Since then, almost every high-profile music documentary has followed exactly the same recipe: a brief recap of the rise to prominence, a behind-the-scenes look at the artist both career-focused and wacky, meeting the inner circle, returning to home to see the “real” them, health (physical and/or mental), prepare for a great concert moment, all ending on a high note and an uplifting live clip. Katy Perry’s A part of me (2012), One Direction It’s us (2013), Shawn Mendes In wonder (2020) are all similar. Hell, even Bieber tried everything with the 2013s To believe.

Another key part of these docs is that the artist and management serve as producers on the project, which means gone are the days of really digging and exposing any juicy scandals in their careers, although that doesn’t does not mean that they are not vulnerable. , real tears and other awkwardly honest moments. In the case of Never say never, the film took place before Bieber was caught demonstrating less-than-clean behavior, and much of his recent YouTube series touched on his past discretions; but make no mistake, he is still in control.
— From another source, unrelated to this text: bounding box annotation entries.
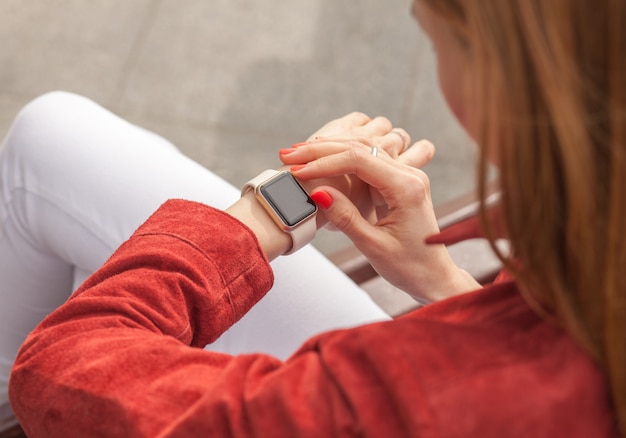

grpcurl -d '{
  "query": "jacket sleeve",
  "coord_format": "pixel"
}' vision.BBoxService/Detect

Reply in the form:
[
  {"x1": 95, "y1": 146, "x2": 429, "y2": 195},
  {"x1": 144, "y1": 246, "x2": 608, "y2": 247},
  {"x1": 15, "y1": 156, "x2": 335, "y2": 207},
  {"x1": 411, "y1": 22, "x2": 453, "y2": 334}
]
[{"x1": 9, "y1": 200, "x2": 352, "y2": 437}]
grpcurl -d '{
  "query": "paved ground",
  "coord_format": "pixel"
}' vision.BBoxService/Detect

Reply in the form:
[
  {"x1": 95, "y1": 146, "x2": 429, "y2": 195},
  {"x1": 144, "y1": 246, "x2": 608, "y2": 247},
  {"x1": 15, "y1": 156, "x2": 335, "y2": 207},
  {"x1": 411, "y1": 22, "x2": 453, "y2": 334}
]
[{"x1": 0, "y1": 0, "x2": 473, "y2": 252}]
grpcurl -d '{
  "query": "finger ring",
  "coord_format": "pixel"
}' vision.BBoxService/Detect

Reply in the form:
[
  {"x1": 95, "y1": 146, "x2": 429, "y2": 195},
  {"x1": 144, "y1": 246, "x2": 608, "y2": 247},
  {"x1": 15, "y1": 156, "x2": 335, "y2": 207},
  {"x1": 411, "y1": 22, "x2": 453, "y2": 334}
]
[{"x1": 391, "y1": 128, "x2": 410, "y2": 151}]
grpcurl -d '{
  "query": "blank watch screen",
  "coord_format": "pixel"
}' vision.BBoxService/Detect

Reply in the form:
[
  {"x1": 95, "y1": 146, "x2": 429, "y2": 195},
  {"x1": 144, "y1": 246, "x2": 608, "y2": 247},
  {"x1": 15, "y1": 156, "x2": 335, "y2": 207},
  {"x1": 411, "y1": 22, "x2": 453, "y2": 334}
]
[{"x1": 260, "y1": 172, "x2": 316, "y2": 227}]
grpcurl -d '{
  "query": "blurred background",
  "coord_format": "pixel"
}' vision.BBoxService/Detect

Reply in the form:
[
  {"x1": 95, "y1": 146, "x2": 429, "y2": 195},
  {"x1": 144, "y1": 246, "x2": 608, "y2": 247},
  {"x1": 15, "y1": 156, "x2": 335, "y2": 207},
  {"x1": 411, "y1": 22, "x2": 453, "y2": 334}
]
[{"x1": 0, "y1": 0, "x2": 474, "y2": 253}]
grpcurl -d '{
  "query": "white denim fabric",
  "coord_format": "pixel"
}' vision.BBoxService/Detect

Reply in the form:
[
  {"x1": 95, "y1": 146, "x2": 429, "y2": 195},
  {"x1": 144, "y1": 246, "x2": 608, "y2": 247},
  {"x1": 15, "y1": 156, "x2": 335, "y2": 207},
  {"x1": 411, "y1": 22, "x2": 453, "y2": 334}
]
[{"x1": 0, "y1": 92, "x2": 389, "y2": 430}]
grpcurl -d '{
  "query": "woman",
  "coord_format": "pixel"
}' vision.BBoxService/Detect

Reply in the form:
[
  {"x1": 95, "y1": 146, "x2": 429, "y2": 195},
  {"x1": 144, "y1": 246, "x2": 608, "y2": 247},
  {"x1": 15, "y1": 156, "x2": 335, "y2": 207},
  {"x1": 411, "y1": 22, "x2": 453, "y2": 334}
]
[
  {"x1": 0, "y1": 92, "x2": 406, "y2": 431},
  {"x1": 10, "y1": 0, "x2": 626, "y2": 437}
]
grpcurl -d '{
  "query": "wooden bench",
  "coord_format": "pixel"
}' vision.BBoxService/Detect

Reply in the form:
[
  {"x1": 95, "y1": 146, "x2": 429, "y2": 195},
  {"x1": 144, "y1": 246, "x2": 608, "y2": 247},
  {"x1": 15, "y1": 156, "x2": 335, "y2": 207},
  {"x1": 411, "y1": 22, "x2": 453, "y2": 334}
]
[{"x1": 0, "y1": 191, "x2": 501, "y2": 438}]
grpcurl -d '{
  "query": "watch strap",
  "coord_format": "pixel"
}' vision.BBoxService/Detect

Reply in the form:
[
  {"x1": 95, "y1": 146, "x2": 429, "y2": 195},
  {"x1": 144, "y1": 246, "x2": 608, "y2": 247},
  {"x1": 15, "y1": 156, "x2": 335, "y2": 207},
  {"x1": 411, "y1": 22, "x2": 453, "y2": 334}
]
[{"x1": 241, "y1": 169, "x2": 317, "y2": 255}]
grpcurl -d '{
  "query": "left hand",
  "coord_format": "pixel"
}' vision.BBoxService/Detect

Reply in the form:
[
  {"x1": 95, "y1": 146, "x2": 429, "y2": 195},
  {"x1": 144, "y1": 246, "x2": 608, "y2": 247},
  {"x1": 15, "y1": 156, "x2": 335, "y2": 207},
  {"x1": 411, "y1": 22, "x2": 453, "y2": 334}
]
[{"x1": 294, "y1": 139, "x2": 480, "y2": 301}]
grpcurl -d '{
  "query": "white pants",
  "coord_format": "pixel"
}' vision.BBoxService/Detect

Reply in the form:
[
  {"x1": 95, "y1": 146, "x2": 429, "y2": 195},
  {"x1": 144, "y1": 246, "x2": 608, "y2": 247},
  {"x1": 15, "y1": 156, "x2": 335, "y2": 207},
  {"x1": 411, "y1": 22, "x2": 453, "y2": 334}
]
[{"x1": 0, "y1": 92, "x2": 389, "y2": 429}]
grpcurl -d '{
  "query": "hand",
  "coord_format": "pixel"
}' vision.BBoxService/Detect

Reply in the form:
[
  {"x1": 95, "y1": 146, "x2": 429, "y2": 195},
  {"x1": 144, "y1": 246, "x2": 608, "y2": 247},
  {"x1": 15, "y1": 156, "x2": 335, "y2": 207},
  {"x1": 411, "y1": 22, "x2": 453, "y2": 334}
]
[
  {"x1": 280, "y1": 112, "x2": 420, "y2": 226},
  {"x1": 293, "y1": 139, "x2": 480, "y2": 301}
]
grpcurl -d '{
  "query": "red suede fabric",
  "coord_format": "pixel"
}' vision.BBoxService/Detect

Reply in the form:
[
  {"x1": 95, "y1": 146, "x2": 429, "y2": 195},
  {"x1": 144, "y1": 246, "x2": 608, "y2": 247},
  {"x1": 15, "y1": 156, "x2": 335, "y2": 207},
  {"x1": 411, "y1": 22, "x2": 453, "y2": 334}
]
[{"x1": 10, "y1": 201, "x2": 615, "y2": 437}]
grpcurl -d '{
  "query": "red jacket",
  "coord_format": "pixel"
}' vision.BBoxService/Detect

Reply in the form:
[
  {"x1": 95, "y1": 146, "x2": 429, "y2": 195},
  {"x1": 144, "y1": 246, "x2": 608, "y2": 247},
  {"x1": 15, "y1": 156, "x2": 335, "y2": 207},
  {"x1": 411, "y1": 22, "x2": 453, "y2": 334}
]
[{"x1": 10, "y1": 201, "x2": 615, "y2": 437}]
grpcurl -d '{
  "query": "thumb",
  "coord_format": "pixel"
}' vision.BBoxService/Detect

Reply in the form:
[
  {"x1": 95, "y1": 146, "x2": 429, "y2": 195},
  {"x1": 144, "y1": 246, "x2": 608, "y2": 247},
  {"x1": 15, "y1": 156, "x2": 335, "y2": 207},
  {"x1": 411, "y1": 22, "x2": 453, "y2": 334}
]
[
  {"x1": 398, "y1": 140, "x2": 435, "y2": 169},
  {"x1": 311, "y1": 187, "x2": 376, "y2": 246}
]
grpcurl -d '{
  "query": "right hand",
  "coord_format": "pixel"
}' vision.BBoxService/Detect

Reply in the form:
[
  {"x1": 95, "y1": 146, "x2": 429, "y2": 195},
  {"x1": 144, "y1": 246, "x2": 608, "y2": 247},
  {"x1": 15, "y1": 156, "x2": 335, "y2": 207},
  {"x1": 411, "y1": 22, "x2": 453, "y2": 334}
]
[
  {"x1": 280, "y1": 112, "x2": 422, "y2": 226},
  {"x1": 294, "y1": 138, "x2": 480, "y2": 301}
]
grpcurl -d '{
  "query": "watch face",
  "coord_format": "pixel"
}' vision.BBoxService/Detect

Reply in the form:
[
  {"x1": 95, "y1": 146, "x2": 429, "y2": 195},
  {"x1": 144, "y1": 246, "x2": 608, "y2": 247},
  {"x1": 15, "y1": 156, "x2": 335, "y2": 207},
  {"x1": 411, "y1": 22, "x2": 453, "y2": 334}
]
[{"x1": 259, "y1": 172, "x2": 317, "y2": 227}]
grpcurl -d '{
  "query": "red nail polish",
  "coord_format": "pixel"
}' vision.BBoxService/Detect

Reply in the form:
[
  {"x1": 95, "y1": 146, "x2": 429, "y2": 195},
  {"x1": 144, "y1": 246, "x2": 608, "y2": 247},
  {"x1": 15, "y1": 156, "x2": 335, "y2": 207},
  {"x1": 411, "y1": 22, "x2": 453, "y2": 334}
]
[
  {"x1": 289, "y1": 164, "x2": 306, "y2": 172},
  {"x1": 311, "y1": 192, "x2": 333, "y2": 210}
]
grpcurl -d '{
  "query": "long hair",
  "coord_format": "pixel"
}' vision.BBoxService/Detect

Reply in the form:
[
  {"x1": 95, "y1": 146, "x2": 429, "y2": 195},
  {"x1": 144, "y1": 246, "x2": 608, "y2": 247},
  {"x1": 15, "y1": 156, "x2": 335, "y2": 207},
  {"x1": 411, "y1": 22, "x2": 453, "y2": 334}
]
[{"x1": 420, "y1": 0, "x2": 626, "y2": 435}]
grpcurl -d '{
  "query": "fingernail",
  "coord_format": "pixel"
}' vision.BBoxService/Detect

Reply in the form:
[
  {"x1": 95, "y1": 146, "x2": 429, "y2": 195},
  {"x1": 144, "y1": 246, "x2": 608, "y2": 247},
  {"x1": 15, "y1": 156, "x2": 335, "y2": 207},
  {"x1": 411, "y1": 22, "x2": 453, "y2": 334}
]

And I, for one, am not really crazy about it. I’m going to sit down and watch a documentary about a band from the 70s who hated each other and partied everyday. But I also agree with whoever wants to feed me the story that Braun made dreams come true every night by improving fan tickets in the arena. I will be say NEVER when it comes to never without chills when Bieber brings this adorable little blonde fan on stage and sings to her, complete with a bouquet of red roses. I eat this shit, like Bieber wishes he could eat chicken nuggets even when his throat is swollen. This documentary was made specifically for the fans and to celebrate fans and perfectly captures what that experience is like. Few artists before Bieber had exploded like he did due to internet popularity, and this movie felt like the world’s biggest star saying, thank you and I see you: and isn’t that all what do we want as Beliebers?

We have never really find out what’s going on with an artist at any point in their career: what problems they’re getting themselves into, what their label is in control of, how fulfilled they are. So if they want to get together with their management and a trusted director to point cameras at the good times of their day at a particularly successful time in their career, that’s what I’m here for. Never say never documented such a specific moment: at that time in 2010, at that time in Bieber’s career, at that time in pop culture; and found a way to capture that contagious energy and translate it perfectly across the screen. It was fun to watch in cinemas and it was fun to watch now, on my computer, at my home office – and yet I still felt like I was in MSG, screaming, jumping and singing along “Eenie Meenie” and “Baby.” And for the record, I have a lot has been sing and dance from home when I saw this movie again. Everytime I watch this movie again. Like Bieber himself, Never say never is fun and exciting and is guaranteed to make you feel so happy – and isn’t that what music is all about after all?